Parmi les victimes d'Alep, un savon à l'huile d'olive ancestral
Les fabricants de savon ont fui cette ville en ruines, et l'avenir du célèbre savon à l'huile d'olive d'Alep est incertain.

82 % d'huile d'olive, 12 % d'huile de laurier et de la soude. Le savon d'Alep, le plus ancien au monde, ne contient que trois ingrédients. Ce produit est resté inchangé depuis des siècles, au-delà des murs de la citadelle historique d'Alep, dans le nord de la Syrie.

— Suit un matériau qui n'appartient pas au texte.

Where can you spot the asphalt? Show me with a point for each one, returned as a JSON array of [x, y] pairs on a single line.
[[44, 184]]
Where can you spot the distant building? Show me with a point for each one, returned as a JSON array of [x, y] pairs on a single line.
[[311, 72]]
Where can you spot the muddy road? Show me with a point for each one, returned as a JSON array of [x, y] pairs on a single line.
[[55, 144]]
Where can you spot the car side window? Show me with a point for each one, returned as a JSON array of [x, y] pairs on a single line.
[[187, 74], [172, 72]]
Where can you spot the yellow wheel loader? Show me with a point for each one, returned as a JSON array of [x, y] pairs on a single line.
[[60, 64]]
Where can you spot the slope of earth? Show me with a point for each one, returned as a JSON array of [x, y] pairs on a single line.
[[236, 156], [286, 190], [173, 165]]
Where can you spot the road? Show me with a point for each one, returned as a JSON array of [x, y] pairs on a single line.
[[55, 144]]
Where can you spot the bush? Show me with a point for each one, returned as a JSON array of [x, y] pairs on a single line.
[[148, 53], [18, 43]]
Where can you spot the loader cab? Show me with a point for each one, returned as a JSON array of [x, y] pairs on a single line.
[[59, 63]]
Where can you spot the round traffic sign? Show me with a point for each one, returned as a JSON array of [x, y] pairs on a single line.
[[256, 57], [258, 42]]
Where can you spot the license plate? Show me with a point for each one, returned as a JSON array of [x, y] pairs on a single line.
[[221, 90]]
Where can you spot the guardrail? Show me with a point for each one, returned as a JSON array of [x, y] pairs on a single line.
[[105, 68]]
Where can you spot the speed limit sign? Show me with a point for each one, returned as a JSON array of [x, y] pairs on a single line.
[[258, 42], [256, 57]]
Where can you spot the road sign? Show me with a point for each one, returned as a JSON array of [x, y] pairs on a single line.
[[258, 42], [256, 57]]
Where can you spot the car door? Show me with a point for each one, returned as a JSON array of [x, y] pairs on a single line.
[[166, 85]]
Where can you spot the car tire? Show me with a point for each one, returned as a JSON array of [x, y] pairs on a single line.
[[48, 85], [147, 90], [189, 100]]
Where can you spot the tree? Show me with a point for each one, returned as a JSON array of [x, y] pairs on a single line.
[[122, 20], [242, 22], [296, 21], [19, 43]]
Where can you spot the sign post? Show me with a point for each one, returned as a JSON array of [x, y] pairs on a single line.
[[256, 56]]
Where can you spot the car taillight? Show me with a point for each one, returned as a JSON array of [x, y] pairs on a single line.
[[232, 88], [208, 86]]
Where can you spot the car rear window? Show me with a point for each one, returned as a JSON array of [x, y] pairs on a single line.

Entièrement naturel, sans aucun produit synthétique ni autre additif, le savon d'Alep est fabriqué à partir d'huile d'olive locale et est réputé pour ses effets bénéfiques sur la peau. Il hydrate et convient à tous les types de peau, de la peau sèche à la peau sensible, car il régule la production de sébum. Il est même utilisé pour les soins capillaires.
Les fabricants de savon syriens de la région d’Alep tiraient autrefois leurs revenus de la vente locale et, plus récemment, des marchés internationaux. Au cours des quelque 30 dernières années, aux États-Unis, en Europe et au Japon, de nombreux consommateurs ont commencé à connaître et à rechercher ce petit pain vert orné d’un tampon arabe et dégageant un parfum enchanteur. Mais en réalité, les premières exportations de ce savon remontent à plusieurs siècles, par les croisés, depuis cette ville du nord de la Syrie.
Beaucoup de temps s’est écoulé, mais cette région reste un champ de bataille. Les affrontements entre les rebelles et les forces d’Assad ont conduit à la destruction quasi totale de la ville. En effet, 2012 pourrait être considérée comme la dernière année de production de l’or vert d’Alep.

Les savonniers ont fui la ville. Ils ont quitté leurs ateliers et leurs maisons à Alep lorsqu’ils n’ont plus pu se procurer facilement de l’huile de laurier dans les villages environnants et qu’ils ont commencé à craindre pour la sécurité de leurs familles.
Ils se trouvent désormais à l’étranger, au Liban ou au Royaume-Uni, où ils continuent de produire et de commercialiser du « savon au laurier » loin du lieu où la tradition est née. Les normes de qualité restent élevées car le savoir-faire est toujours présent, mais personne ne peut affirmer : « C’est un savon d’Alep. »
Il y a quelques jours, les agences de presse ont rapporté que le chef de l’Armée syrienne libre avait quitté la ville et que ses 14 000 hommes avaient été dirigés vers la Turquie. Aujourd’hui, Alep et ses environs sont sous le contrôle de milices radicales. Le retour des savonniers et de leurs familles n’est pas pour demain.
Menacé par la concurrence de la production de masse, et désormais par les radicaux, l’avenir du savon d’Alep semble incertain.